After dinner, we walked to Jackson Square. The Square was already closed. However, they had tarot card readers surrounding the square. Melanie and I wanted to get a reading. Carrie and Nick entertained themselves at one of the many walk-up bars. Yes, there are walk-up bars in New Orleans. Walk down any street in the French Quarter, and you are sure to find a corner store that resembles an ice cream shop. Except these ice cream shops have Slurpee machines filled with alcohol and plenty of beer options. If you are on a budget, do your drinking in one of these establishments.
Regardless of what you believe, my first tarot card reading was amazing. The woman did not ask any questions about my life; she just read the cards. Everything she stated, was what I was feeling, what I feared and my current mindset. She truly had a positive aura around her. Carrie gave in and got a reading. Nick saved his money for more beer.
We then made our way to a few more bars in the quarter. Melanie recalled a bar in the city named Port St. Peter. It is a small little place, but the late night food is great, the bartender is nice, and there will be plenty of people to poke fun at. Dave Grohl, Foo Fighters lead singer, is a frequent visitor here whenever he is in town.
On Saturday, we had several hours to kill before our flight. After a late breakfast at The Ruby Slipper Cafe, we realized one famous New Orleans pastime we had not yet seen, was a jazz show.

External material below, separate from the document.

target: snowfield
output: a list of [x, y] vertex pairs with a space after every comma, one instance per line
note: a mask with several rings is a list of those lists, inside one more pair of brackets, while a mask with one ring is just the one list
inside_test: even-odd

New Orleans is all about Jazz. The music was born here. The airport is named after one of the greatest jazz musicians of all time; Louis Armstrong. Walk into a bar with a small stage, a few shabby chairs, buy a drink for six bucks and enjoy some of this classic music. It’s an awesome way to spend a Saturday or Sunday afternoon. And it doesn’t matter where you come from in life; rich, poor, old, young, cop, firefighter, business person, black, white or Asian…everyone in New Orleans loves jazz.
We made our way to Frenchmen Street. We found ourselves at two jazz establishments. First stop was The Spotted Cat Music Club. The band was popular, and there wasn’t a lot of seats. So purchase a beer and find a comfortable place to stand.
We then moved down the street and found a more spacious place. Balcony Music Club. The band was dressed in white suits and had a bit of 1920’s flair. There were more seats, and I treated myself to my last drink.